I keep all my critical files on my NAS, accessible from any of my machines at any time.
That NAS has a daily local backup via external SATA drive, and a daily network backup on a second NAS on the other side of the house.
My primary NAS is a Synology DS413 4-drive model, although I currently don't have 4 drives in it. I run each drive as an independent separate volume, which makes managment a lot easier, and keeps speeds high. My multimedia is housed here, as are my critical files.
My secondary NAS is a Synology DS211j 2-drive model. It acts as my surveillance camera recording drive, as well as the backup for my critical files on the DS413.
If you want a Synology NAS for multimedia playback, one consideration is to get one that does transcoding on the fly. However, I didn't bother because I'm told it doesn't always work perfectly, and more importantly, most current portable devices can handle even high bitrate video these days. My iPhone has no problems playing a 10 GB MKV file.
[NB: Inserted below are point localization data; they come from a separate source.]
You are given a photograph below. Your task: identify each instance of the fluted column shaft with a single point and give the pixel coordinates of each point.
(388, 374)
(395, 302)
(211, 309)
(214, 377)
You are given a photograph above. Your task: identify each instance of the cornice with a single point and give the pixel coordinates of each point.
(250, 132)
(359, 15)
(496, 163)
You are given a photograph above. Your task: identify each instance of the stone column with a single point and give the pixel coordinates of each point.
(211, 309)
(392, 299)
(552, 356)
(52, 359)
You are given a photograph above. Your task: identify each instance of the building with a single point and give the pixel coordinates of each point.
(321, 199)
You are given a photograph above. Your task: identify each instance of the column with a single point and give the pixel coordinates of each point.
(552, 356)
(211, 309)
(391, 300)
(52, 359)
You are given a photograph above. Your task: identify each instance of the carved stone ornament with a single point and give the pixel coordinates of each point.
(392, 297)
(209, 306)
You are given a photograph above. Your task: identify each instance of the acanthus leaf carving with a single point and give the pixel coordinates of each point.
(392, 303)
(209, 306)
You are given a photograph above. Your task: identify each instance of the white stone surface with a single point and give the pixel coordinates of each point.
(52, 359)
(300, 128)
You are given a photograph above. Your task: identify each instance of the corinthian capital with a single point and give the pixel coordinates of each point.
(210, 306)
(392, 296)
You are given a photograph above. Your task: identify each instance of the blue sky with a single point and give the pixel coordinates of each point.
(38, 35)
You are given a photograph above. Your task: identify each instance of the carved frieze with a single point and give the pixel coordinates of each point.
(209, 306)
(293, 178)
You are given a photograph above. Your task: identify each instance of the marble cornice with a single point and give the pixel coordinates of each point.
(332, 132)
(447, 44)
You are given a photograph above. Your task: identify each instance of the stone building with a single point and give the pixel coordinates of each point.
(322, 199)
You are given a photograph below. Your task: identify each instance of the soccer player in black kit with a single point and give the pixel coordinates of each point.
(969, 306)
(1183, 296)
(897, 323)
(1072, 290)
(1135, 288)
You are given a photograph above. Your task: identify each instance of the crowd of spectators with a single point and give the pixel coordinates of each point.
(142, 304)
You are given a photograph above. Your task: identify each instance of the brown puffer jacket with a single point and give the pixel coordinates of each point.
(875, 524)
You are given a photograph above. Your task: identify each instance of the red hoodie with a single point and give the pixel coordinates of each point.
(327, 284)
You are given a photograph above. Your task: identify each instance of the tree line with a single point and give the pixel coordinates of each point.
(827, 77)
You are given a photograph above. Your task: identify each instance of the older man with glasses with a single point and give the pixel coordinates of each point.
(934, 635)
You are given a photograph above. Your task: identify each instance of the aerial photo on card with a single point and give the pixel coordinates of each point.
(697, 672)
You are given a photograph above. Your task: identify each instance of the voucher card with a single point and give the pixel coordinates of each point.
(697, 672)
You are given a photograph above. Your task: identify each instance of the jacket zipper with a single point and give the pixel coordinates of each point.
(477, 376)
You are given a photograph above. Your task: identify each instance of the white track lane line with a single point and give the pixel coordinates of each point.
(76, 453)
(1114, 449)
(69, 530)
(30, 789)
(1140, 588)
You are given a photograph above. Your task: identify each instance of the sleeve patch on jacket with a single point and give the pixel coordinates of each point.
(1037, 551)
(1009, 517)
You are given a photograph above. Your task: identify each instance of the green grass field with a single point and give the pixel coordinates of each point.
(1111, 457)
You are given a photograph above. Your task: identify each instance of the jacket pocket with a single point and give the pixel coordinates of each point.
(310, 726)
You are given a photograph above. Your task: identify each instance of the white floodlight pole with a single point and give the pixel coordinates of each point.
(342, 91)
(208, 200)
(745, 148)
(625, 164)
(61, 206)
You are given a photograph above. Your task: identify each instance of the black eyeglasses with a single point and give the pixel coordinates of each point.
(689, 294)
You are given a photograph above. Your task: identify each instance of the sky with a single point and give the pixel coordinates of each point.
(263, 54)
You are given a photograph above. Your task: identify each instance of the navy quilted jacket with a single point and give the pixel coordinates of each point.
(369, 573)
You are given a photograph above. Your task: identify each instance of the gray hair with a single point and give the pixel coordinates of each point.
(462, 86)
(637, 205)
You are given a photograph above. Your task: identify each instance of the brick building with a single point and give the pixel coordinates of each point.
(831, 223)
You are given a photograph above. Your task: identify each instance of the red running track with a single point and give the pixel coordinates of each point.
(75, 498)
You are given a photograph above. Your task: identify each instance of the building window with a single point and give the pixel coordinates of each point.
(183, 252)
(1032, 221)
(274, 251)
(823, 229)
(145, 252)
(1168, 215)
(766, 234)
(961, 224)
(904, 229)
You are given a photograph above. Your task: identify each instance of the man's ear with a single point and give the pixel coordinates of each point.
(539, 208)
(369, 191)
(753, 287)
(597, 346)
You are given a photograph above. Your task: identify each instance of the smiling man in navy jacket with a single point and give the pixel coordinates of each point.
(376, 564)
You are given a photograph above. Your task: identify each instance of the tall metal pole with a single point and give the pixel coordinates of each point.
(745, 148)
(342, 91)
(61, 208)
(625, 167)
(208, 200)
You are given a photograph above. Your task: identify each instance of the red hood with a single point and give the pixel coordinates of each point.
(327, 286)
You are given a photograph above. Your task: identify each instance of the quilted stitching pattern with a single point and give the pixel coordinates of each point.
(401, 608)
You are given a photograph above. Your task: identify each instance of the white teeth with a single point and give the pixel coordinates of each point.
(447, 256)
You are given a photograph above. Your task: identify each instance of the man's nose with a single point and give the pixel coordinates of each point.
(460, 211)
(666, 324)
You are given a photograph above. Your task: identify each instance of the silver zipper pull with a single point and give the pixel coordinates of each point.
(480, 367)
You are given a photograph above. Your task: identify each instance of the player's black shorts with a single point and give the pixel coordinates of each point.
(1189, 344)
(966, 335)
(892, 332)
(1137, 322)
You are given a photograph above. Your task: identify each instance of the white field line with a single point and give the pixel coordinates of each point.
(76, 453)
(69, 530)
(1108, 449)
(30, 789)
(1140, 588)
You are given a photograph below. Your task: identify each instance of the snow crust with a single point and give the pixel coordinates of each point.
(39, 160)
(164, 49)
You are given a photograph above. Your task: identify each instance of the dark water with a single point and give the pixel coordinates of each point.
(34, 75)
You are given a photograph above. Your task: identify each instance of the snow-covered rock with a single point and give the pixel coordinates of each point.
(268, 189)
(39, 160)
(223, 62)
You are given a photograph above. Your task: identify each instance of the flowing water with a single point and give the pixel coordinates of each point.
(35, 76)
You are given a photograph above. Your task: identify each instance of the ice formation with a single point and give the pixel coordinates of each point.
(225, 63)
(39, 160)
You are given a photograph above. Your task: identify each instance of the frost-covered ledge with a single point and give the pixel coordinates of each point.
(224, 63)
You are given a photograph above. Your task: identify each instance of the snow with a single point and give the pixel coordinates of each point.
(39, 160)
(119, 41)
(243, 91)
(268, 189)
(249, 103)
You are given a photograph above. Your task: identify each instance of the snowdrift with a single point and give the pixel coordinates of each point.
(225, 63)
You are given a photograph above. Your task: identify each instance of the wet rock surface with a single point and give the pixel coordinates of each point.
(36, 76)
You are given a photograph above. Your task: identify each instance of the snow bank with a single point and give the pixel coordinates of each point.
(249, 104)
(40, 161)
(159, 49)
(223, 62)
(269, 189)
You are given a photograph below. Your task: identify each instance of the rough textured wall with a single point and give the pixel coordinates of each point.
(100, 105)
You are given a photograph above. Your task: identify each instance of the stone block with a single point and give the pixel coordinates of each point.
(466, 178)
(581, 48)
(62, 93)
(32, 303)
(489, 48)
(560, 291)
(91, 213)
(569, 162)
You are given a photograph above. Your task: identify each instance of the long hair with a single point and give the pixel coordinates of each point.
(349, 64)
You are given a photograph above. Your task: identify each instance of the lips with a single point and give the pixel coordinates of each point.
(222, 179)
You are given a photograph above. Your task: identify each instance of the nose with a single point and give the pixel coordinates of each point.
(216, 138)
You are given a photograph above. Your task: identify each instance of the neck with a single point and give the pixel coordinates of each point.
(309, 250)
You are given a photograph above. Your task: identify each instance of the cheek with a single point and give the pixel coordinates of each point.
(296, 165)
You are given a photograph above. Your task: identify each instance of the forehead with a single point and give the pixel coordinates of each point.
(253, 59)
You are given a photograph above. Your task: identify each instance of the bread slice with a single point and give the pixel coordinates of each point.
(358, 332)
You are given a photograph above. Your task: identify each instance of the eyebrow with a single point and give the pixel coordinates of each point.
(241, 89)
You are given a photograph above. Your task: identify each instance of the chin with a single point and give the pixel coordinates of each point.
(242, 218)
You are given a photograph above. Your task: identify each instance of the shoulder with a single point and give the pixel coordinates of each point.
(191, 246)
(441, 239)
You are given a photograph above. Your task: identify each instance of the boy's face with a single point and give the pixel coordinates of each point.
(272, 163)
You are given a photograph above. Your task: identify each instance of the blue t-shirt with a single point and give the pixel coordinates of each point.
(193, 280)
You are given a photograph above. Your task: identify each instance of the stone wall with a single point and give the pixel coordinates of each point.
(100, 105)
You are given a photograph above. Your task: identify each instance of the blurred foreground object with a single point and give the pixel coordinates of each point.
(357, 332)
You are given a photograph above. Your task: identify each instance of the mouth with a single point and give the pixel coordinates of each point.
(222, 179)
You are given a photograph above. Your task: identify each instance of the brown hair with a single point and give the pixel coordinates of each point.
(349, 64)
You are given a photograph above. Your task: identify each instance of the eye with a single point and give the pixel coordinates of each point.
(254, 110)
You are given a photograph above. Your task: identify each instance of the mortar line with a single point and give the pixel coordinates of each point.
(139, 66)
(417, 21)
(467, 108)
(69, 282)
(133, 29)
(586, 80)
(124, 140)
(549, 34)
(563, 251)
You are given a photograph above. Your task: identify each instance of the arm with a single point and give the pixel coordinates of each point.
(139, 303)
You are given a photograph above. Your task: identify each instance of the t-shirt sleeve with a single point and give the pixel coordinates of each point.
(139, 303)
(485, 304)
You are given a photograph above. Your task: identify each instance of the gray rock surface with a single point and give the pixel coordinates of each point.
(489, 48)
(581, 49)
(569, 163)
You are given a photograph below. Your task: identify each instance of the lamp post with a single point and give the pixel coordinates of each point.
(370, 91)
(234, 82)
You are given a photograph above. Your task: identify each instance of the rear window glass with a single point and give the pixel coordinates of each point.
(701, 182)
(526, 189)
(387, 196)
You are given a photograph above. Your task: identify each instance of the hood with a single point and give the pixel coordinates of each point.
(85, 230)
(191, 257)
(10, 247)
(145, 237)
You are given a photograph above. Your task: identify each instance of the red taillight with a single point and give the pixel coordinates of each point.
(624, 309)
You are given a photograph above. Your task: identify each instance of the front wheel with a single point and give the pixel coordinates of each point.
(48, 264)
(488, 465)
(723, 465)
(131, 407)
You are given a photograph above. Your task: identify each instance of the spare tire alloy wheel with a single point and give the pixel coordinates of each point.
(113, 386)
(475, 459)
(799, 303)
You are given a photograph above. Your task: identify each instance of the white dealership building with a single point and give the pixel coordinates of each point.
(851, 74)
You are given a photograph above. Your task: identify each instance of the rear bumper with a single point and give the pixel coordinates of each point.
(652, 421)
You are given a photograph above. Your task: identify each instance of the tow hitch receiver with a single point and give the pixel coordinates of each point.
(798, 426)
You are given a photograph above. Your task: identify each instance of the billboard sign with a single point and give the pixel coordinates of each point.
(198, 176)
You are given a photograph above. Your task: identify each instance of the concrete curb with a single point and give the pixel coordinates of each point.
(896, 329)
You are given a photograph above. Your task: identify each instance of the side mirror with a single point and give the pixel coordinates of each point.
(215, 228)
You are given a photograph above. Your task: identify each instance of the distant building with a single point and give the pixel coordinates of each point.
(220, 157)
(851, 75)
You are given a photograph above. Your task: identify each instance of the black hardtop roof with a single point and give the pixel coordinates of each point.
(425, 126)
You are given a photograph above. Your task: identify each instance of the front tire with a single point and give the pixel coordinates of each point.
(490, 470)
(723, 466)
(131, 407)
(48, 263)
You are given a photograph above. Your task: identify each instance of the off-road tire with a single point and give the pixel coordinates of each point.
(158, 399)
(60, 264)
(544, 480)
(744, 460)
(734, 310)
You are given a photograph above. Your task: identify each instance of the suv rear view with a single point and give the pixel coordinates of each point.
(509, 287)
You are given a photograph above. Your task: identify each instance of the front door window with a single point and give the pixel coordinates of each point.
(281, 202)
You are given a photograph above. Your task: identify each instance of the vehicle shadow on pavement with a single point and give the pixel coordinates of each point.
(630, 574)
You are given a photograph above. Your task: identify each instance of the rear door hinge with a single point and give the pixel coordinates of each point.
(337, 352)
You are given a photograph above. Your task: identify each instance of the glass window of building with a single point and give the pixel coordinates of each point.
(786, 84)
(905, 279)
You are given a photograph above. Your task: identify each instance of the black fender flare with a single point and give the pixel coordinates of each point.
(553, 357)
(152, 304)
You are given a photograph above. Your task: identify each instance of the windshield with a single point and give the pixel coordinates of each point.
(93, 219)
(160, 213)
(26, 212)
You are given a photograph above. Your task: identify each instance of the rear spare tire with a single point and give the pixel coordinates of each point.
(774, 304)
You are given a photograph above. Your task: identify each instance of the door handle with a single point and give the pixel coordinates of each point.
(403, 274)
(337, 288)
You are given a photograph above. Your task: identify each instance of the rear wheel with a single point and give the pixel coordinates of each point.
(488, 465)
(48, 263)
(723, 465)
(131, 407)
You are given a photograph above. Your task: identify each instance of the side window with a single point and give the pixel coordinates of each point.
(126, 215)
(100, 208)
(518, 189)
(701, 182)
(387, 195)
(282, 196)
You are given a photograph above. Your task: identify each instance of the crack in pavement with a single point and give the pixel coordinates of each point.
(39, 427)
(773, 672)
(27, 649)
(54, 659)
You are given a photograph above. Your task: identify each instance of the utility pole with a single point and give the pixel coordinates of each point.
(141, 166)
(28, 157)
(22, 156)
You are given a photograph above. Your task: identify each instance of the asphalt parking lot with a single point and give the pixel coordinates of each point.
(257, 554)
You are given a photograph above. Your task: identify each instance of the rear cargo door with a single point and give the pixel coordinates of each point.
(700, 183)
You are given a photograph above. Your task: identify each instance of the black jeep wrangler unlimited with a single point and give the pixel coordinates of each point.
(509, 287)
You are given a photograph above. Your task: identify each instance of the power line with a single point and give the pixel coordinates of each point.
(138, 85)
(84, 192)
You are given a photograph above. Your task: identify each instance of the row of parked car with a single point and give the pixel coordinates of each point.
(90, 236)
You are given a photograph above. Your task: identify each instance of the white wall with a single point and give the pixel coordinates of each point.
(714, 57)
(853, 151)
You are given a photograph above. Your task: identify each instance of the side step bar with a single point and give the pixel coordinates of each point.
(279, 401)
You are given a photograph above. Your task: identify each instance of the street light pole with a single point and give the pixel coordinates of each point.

I think more important is the read/write performance. For that you need a fast CPU. Luckily, in 2014, they have the DS414j for a 4-bay model, which includes a dual-core ARM Cortex A9 at 1.2 GHz. It also has a decent 512 MB RAM which is good for OS performance, and USB 3 for fast local backup.
For your usage otherwise a DS213j would suffice, but it only has a single-core CPU so performance suffers a bit, and it doesn't have USB 3 or SATA for fast local backups. That said, USB 2 is OK after the initial backup, since subsequent backups are incremental.
These do have AFP and Time Machine support, but I don't know how well that works, since I never use it. I back up my computers locally. I don't have to do it all that often either because my critical data is on the NAS anyway.